As the English-speaking population in the area declines, being able to enroll students at Champlain College from the French school system is essential, for its survival.
Cutting has proved to be an effective community advocate with the courage and knowledge base to speak out, in excellent French.
When Bill 10 was introduced to merge historic institutions, he spoke out at committee hearings, arguing that “You cannot just take all of these institutions and throw them together and not create a designated space for the English speaking community.
“All of the work that so many people have done, the foundations that have been created, the money that has been raised, the voluntarism that exists — all of that would disappear. Let’s make changes to this bill,” he told Health and Social Services Minister Gaétan Barrette.
He remembers Barrette’s responding, “you know, you’ve made a good point, we’ve got to fix that.”

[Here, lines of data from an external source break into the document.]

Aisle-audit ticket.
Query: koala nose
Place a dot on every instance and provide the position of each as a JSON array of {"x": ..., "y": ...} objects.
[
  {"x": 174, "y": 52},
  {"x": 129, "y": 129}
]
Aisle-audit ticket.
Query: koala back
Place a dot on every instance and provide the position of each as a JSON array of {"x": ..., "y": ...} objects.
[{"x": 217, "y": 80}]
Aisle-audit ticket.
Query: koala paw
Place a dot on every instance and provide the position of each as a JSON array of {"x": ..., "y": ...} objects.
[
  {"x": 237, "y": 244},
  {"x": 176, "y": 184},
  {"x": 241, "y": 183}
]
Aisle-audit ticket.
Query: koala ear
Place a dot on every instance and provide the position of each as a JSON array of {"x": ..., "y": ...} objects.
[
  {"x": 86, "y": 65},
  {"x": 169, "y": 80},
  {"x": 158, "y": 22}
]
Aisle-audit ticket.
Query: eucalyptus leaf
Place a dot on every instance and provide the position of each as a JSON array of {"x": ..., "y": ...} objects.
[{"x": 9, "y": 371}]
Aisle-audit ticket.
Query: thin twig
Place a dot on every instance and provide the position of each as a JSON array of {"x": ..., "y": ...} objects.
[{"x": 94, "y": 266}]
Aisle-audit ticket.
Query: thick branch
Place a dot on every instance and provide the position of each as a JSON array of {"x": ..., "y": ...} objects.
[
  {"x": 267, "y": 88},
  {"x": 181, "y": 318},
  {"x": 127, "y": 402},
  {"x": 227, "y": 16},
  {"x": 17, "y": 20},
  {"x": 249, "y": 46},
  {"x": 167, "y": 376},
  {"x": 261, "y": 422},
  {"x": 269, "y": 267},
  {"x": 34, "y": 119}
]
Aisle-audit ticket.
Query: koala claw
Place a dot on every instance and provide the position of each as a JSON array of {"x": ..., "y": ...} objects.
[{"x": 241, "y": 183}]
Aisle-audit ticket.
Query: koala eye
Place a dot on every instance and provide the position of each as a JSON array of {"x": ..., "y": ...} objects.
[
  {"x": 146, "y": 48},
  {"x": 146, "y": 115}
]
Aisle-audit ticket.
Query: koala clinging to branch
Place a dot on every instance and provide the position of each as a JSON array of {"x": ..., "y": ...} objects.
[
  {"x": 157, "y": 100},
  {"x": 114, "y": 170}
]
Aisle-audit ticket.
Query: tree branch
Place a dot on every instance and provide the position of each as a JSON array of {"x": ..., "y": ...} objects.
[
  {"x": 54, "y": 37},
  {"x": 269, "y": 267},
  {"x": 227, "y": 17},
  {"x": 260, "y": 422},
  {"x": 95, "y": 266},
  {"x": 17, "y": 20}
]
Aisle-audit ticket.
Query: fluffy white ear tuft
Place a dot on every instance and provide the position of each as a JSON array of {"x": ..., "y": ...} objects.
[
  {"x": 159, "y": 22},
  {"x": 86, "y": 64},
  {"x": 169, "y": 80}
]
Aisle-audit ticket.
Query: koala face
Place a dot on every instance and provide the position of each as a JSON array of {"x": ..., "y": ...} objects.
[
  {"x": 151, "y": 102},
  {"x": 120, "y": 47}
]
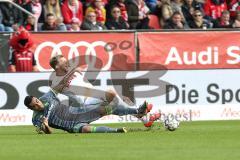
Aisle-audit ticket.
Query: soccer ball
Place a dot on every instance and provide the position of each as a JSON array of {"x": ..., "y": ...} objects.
[{"x": 171, "y": 123}]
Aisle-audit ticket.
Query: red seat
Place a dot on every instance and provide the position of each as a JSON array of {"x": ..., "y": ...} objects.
[{"x": 154, "y": 22}]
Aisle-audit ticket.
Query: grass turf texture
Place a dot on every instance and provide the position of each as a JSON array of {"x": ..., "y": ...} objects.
[{"x": 213, "y": 140}]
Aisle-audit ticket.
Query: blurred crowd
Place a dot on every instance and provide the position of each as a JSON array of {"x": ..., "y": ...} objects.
[{"x": 75, "y": 15}]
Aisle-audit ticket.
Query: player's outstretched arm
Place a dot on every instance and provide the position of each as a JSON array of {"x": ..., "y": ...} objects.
[{"x": 45, "y": 127}]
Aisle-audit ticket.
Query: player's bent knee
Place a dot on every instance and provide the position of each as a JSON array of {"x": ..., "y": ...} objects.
[{"x": 86, "y": 129}]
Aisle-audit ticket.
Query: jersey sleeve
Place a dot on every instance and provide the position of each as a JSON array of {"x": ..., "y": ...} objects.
[{"x": 11, "y": 58}]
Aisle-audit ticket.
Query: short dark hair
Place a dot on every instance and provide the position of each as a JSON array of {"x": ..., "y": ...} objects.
[
  {"x": 54, "y": 61},
  {"x": 27, "y": 101},
  {"x": 50, "y": 14}
]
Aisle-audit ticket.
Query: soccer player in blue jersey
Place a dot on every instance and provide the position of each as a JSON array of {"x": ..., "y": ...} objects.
[{"x": 50, "y": 112}]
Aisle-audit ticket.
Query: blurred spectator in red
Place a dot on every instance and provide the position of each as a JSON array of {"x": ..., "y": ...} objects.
[
  {"x": 75, "y": 26},
  {"x": 89, "y": 2},
  {"x": 137, "y": 14},
  {"x": 72, "y": 9},
  {"x": 120, "y": 4},
  {"x": 214, "y": 8},
  {"x": 21, "y": 59},
  {"x": 198, "y": 22},
  {"x": 29, "y": 23},
  {"x": 90, "y": 22},
  {"x": 153, "y": 5},
  {"x": 97, "y": 6},
  {"x": 35, "y": 7},
  {"x": 176, "y": 22},
  {"x": 53, "y": 6},
  {"x": 53, "y": 24},
  {"x": 234, "y": 7},
  {"x": 177, "y": 5},
  {"x": 166, "y": 11},
  {"x": 236, "y": 23},
  {"x": 12, "y": 17},
  {"x": 116, "y": 22},
  {"x": 188, "y": 8},
  {"x": 224, "y": 21}
]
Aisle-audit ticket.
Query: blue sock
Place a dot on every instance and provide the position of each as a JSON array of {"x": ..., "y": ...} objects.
[{"x": 103, "y": 129}]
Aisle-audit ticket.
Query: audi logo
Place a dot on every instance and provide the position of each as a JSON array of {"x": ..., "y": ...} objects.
[{"x": 74, "y": 52}]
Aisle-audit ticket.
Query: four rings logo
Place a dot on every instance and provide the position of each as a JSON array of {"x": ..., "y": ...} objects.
[{"x": 74, "y": 52}]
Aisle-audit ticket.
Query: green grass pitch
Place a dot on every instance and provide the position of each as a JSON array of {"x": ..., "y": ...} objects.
[{"x": 205, "y": 140}]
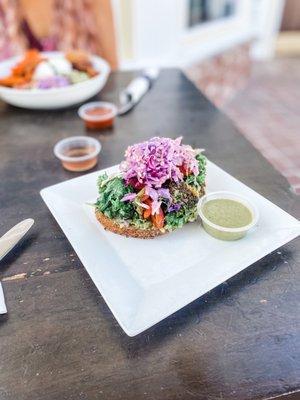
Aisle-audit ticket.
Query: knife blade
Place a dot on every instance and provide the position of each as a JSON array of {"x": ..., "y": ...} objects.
[
  {"x": 137, "y": 88},
  {"x": 7, "y": 243},
  {"x": 13, "y": 236}
]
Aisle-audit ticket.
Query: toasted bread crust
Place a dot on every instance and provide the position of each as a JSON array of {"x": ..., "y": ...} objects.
[
  {"x": 132, "y": 231},
  {"x": 129, "y": 231}
]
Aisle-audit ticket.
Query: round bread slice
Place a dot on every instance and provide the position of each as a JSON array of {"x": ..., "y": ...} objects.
[
  {"x": 132, "y": 231},
  {"x": 129, "y": 231}
]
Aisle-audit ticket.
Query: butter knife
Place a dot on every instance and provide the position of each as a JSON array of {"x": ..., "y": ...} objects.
[
  {"x": 7, "y": 243},
  {"x": 137, "y": 88}
]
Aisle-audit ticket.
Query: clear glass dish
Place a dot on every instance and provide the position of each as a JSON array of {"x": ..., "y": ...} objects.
[
  {"x": 221, "y": 232},
  {"x": 78, "y": 153}
]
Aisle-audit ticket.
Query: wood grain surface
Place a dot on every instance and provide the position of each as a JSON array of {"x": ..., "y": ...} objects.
[{"x": 60, "y": 341}]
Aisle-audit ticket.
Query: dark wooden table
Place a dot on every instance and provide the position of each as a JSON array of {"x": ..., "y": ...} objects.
[{"x": 60, "y": 341}]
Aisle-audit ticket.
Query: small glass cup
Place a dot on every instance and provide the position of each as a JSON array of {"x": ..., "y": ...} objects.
[
  {"x": 98, "y": 115},
  {"x": 221, "y": 232},
  {"x": 78, "y": 153}
]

The CIUSS is now reviewing all of the access plans for these institutions, which will spell out in law what it means to have access to medical and social services in the English language.
This is particularly important for those in the 60+ demographic because some may well have lived their entire life in English, he notes.
Cutting urges others to come forward and volunteer to help maintain and enhance services to the English-speaking community.
“If you’re a member of the English-speaking minority, you must become involved, not just as a recipient of policies and services: we’ve got to be there at the policy making level. We’ve got to be there in deciding what’s going to be done.
“It’s up to us to shape the destiny that we want for our children and grandchildren.”